Par exemple, nous rejetons un équivalent d’émissions de Gaz à Effet de Serre de 1 562 392 t éqCO2 (source 2015-11-19-Additif-pour-APC.pdf). Un A/R Paris/New York c’est une tonne éqCO2 par personne. Cela équivaut à 1 562 392 allers-retours Paris/New York, soit 3876 par appartement. Imaginez l’argument face à Gégé “alors ton vieux diesel, toujours pas remplacé ?” - “Non mais j’économise l’équivalent de plusieurs centaines d’allers-retours Paris/NY par an avec les travaux que je finance dans notre résidence”.

Par ailleurs si on le fait tôt on donne l’exemple, on permet à d’autres de bénéficier de notre expérience, on fait avancer le chantier global de la rénovation thermique des grands ensembles immobiliers.

Le risque du statu quo

Mais s’il fallait ne retenir qu’une chose de ces tracts demandant de voter contre c’est l’absence d’alternative. OK on ne veut pas dépenser, c’est pas le moment, etc. Mais au final quelles sont les alternatives ?

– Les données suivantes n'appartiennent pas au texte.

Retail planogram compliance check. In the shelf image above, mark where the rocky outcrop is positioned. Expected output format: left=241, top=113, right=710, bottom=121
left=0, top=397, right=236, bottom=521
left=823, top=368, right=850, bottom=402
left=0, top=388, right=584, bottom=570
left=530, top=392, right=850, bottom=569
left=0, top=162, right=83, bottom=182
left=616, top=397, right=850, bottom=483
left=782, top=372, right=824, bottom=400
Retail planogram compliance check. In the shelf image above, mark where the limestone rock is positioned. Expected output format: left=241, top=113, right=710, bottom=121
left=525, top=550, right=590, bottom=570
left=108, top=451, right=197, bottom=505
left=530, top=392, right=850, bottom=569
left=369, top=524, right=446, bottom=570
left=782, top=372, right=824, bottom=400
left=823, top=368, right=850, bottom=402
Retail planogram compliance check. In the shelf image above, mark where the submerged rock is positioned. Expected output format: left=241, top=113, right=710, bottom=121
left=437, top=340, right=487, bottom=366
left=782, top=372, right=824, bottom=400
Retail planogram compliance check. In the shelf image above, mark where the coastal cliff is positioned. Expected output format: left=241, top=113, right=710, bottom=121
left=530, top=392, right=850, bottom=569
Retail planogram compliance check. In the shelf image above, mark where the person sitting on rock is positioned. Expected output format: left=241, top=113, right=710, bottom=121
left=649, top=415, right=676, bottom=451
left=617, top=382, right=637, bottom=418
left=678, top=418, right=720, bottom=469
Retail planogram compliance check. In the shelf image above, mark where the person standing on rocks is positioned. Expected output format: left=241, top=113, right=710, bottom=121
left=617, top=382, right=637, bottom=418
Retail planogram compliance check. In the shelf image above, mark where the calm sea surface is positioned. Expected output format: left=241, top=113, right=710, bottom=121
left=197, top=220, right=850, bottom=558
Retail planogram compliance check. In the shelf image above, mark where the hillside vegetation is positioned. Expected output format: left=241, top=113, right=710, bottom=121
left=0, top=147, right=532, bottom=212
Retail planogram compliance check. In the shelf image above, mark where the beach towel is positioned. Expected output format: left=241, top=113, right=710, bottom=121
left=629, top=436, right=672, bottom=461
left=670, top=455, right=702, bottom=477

Or il y a aussi un risque à ne rien faire : ne pas participer à l’amélioration du climat, prendre du retard dans les rénovations des habitats, passer à côté des opportunités de financement de nos travaux, dévaluer notre patrimoine immobilier, avoir des conditions de vie dégradées, ne pas être fier de notre cadre de vie.

Par exemple, pour les financements nous avons passé 3 étapes depuis 2018 afin de les maintenir, et les conditions d’obtention ont été durcies (que Belvédère Fenêtres atteigne ses objectifs en 2021). Dès 2021 la rénovation thermique va devenir obligatoire, les incitations n’existeront plus. C’est donc la dernière opportunité que nous ayons de bénéficier de ces aides.

L’asymétrie de la désinformation

equilibre
Photo by F Cary Snyder on Unsplash

Il y a deux semaines est sorti un “documentaire”, financé par crowdfounding. C’est un gloubiboulga de rumeurs et théorie du complot. Cette vidéo a déjà atteint 1,5M de vues sur youtube. En deux semaines. Il a demandé des heures et des heures à des rédactions de journaux du monde entier pour “debunker” toutes les contre-vérités qu’il expose. Il aura de manière indélébile marqué les esprits de millions de personnes. Il persistera, même si dans quelques années il sera probablement considéré comme un artefact chelou de l’époque trouble que nous vivons.

Des pré-révolutionnaires Russes divers ont plagié plusieurs romans et essais du XIXe siècle en composant un texte idéologique et bancal, “le protocole des sages de sion”. Il a nourri une doctrine ayant eu pour conséquence une guerre mondiale qui a fait 60 millions de victimes. Il est toujours lu et alimente encore les partis d’extrême-droite notamment au moyen orient. Des milliers de personnes, universitaires, écrivains, journalistes ont démonté cet ouvrage. En vain. C’est publié, le résultat a pris son autonomie, il a échappé aux auteurs, et continuera de faire des ravages.

La simplicité de la rumeur et l’attrait de la désinformation les rendent beaucoup plus véloces que les faits scientifiques ou les explications détaillées et sourcées. Ces tracts en sont un exemple miniature. Ces rumeurs circulent déjà : on entend des allusions au gré des discussions, des personnes interpellent pour voter contre dans les ascenseurs. Bizarrement, personne ne m’a approché pour me dire de surtout voter pour. C’est un hold-up informationnel.

Malgré tout, je reste optimiste, car je crois aussi que la plupart des personnes “de la majorité silencieuse”, n’en dit rien, mais n’en pense pas moins. J’espère que, comme aux États-Unis récemment, c’est elle qui l’emportera.